Implementing Cache Sync with Proper Memory Barriers and Cache State Management

To ensure proper cache coherency and avoid data corruption, the Cache Sync operation must be implemented with careful attention to timing and memory barriers. The following steps outline the correct sequence of operations for flushing the L2 cache using the L2C-310 cache controller:

First, disable write-back and line fills by writing to the DEBUG_CTRL register (offset 0x724 in the L2C-310 register space). This ensures that no new data is written to the cache during the invalidation process. The value 0x3 is written to disable both write-back and line fills.

Next, perform a cache invalidation by writing to the CACHE_INV_CLN_WAY register (offset 0x77C). This operation invalidates all cache lines in the specified ways. The value 0x0000FFFF is written to invalidate all ways in the cache. After issuing the invalidation, poll the CACHE_INV_CLN_WAY register to ensure that the invalidation operation has completed. The invalidation is complete when the value read from the register is 0x00000000.

Once the invalidation is complete, issue a Cache Sync operation by writing to the CACHE_SYNC register (offset 0x730). This ensures that all pending cache maintenance operations are completed before the cache is re-enabled. The value 0x0 is written to initiate the sync operation.

After the Cache Sync operation is complete, re-enable write-back and line fills by writing to the DEBUG_CTRL register. The value 0x0 is written to re-enable both write-back and line fills.

Finally, issue a Data Synchronization Barrier (DSB) to ensure that all memory operations are completed before the processor continues execution. This is critical to ensure that no memory operations are reordered, which could lead to data corruption.

The following table summarizes the register offsets and values used in the cache flush operation:

Register Name	Offset	Value	Description
DEBUG_CTRL	0x724	0x3	Disable write-back and line fills
CACHE_INV_CLN_WAY	0x77C	0x0000FFFF	Invalidate all cache lines in all ways
CACHE_SYNC	0x730	0x0	Initiate Cache Sync operation
DEBUG_CTRL	0x724	0x0	Re-enable write-back and line fills
DSB	N/A	N/A	Data Synchronization Barrier to ensure memory operations are completed

By following this sequence of operations, you can ensure that the L2 cache is properly flushed and that cache coherency is maintained. This is particularly important in multi-core systems or systems with DMA engines that access memory independently of the CPU.

In addition to the sequence of operations, it is also important to consider the timing of the Cache Sync operation.

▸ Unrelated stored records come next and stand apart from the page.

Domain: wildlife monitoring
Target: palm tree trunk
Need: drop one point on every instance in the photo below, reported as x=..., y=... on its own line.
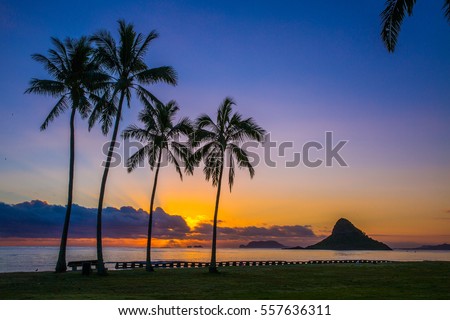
x=213, y=266
x=100, y=264
x=148, y=265
x=61, y=264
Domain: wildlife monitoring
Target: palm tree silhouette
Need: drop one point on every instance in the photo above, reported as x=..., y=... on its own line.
x=159, y=135
x=74, y=76
x=220, y=140
x=126, y=66
x=392, y=18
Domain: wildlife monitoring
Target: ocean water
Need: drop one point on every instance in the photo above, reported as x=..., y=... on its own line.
x=26, y=259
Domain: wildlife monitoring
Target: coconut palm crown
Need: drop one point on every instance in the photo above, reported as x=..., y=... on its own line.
x=124, y=62
x=219, y=141
x=160, y=137
x=75, y=77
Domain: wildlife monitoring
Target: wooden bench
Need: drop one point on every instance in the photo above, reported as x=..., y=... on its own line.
x=76, y=264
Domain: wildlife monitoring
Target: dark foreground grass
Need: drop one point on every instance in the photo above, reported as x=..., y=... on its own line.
x=417, y=280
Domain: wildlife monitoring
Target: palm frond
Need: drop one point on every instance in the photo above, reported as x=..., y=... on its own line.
x=242, y=159
x=51, y=67
x=59, y=108
x=46, y=87
x=137, y=159
x=391, y=20
x=164, y=74
x=134, y=132
x=231, y=171
x=173, y=159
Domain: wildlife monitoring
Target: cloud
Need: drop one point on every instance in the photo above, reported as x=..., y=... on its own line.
x=39, y=220
x=296, y=231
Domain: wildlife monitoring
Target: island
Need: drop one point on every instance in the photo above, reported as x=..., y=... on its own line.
x=345, y=236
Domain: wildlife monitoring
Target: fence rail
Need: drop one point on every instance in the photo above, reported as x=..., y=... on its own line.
x=183, y=264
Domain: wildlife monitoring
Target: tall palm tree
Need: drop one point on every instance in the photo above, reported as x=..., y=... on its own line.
x=125, y=64
x=392, y=18
x=74, y=75
x=159, y=136
x=219, y=141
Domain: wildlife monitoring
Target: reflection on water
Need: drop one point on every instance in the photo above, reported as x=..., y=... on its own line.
x=44, y=258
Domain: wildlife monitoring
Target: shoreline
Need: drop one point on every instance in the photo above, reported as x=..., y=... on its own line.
x=397, y=280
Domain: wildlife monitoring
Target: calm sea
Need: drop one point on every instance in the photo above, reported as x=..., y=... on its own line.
x=18, y=259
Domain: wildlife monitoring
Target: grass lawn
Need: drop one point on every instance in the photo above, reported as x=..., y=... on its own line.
x=415, y=280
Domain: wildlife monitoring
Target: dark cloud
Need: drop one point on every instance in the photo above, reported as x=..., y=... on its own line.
x=251, y=232
x=38, y=219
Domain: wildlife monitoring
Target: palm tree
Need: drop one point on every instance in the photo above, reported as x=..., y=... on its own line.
x=218, y=141
x=159, y=135
x=392, y=18
x=74, y=75
x=126, y=66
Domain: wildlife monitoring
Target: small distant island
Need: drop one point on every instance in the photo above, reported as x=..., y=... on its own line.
x=345, y=236
x=262, y=245
x=444, y=246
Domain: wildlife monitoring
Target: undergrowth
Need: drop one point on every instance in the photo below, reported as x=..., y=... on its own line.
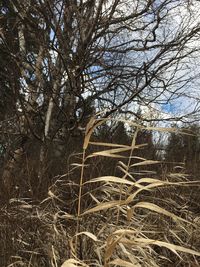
x=129, y=217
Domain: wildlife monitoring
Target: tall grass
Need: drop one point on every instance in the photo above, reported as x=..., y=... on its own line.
x=118, y=219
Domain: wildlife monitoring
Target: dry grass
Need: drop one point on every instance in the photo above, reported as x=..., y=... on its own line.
x=119, y=219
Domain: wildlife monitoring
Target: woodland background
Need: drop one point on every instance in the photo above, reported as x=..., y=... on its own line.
x=64, y=62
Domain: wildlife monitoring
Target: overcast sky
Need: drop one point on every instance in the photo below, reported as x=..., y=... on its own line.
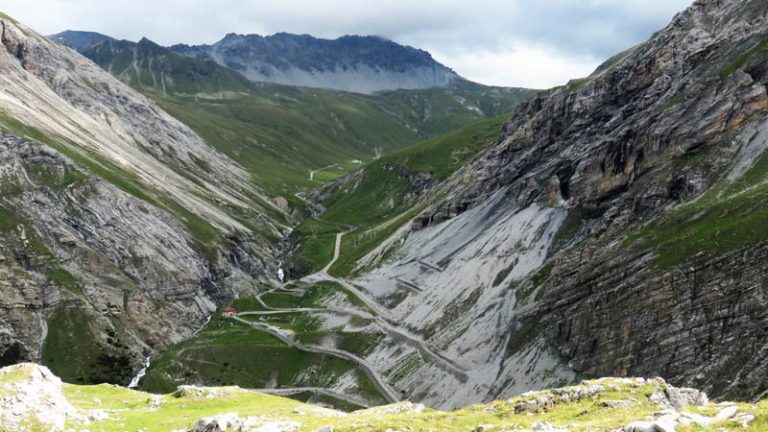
x=526, y=43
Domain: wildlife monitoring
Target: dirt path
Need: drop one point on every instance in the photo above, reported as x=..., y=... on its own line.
x=388, y=392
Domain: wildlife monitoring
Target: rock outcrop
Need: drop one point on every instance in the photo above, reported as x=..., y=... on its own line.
x=122, y=230
x=610, y=231
x=31, y=394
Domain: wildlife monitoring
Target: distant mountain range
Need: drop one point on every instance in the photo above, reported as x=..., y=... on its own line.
x=360, y=64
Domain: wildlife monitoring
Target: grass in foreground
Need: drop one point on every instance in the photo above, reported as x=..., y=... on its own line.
x=602, y=405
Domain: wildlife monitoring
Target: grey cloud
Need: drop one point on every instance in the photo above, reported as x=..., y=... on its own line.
x=568, y=28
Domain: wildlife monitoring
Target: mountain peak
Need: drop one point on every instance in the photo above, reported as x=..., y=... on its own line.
x=80, y=40
x=362, y=64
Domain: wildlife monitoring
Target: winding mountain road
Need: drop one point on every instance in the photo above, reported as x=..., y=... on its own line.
x=388, y=392
x=382, y=319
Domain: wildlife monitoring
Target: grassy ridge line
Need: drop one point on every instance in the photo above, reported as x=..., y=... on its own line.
x=227, y=352
x=281, y=133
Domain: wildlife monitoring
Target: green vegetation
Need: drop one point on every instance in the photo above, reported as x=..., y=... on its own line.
x=377, y=201
x=205, y=236
x=279, y=133
x=599, y=405
x=71, y=351
x=228, y=352
x=63, y=278
x=150, y=66
x=730, y=216
x=742, y=60
x=578, y=83
x=543, y=274
x=331, y=173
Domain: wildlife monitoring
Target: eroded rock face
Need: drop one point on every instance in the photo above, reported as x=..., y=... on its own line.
x=652, y=131
x=96, y=270
x=32, y=394
x=647, y=133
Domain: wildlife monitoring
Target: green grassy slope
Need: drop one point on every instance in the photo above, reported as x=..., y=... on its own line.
x=149, y=66
x=382, y=192
x=599, y=405
x=281, y=134
x=229, y=352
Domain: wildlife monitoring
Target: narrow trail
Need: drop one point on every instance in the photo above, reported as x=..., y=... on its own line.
x=384, y=318
x=316, y=390
x=388, y=392
x=381, y=318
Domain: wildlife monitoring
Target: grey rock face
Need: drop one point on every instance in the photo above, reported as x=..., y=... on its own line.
x=351, y=63
x=613, y=151
x=130, y=268
x=637, y=140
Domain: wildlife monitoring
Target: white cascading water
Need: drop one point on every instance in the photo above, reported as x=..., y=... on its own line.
x=148, y=361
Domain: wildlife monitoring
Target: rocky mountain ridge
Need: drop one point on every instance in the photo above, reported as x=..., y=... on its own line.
x=614, y=229
x=361, y=64
x=122, y=229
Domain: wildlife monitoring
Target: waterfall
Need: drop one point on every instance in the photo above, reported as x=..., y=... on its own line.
x=148, y=361
x=135, y=381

The Cache Sync operation should be issued immediately after the cache invalidation operation to ensure that all pending operations are completed before the cache is re-enabled. If the Cache Sync operation is delayed, it may not be effective in ensuring cache coherency.

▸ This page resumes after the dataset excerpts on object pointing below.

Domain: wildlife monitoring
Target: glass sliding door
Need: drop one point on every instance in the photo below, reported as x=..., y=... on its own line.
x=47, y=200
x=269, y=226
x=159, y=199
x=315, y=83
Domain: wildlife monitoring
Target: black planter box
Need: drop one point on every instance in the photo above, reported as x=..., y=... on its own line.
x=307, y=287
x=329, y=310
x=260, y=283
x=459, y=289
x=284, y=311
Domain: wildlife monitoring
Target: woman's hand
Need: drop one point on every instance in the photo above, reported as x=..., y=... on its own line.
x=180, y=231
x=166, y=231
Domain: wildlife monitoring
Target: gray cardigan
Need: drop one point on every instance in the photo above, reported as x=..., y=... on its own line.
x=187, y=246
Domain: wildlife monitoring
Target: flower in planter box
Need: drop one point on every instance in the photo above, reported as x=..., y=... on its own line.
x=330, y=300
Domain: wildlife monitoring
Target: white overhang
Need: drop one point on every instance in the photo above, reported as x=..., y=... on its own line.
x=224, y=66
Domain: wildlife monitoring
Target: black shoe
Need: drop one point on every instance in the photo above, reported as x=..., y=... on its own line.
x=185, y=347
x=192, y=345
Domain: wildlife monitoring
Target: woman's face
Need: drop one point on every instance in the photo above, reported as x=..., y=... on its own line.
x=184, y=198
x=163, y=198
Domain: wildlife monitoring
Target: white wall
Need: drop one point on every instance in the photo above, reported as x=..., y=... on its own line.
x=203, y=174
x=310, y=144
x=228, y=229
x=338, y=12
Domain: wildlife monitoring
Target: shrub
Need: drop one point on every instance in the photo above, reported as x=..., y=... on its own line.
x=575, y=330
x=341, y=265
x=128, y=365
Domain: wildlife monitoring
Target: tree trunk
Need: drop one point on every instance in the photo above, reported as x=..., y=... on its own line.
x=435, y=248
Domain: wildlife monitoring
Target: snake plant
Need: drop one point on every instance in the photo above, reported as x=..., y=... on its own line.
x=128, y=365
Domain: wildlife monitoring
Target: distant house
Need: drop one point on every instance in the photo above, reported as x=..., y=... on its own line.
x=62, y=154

Finally, it is important to use memory barriers correctly to ensure that memory operations are completed in the correct order. The Data Synchronization Barrier (DSB) should be issued after re-enabling write-back and line fills to ensure that all memory operations are completed before the processor continues execution. This is critical to avoid data corruption caused by reordered memory operations.

In conclusion, the Cache Sync operation is a critical component of cache maintenance in ARM Cortex-A series processors. By following the correct sequence of operations and using memory barriers correctly, you can ensure that cache coherency is maintained and avoid data corruption in your system.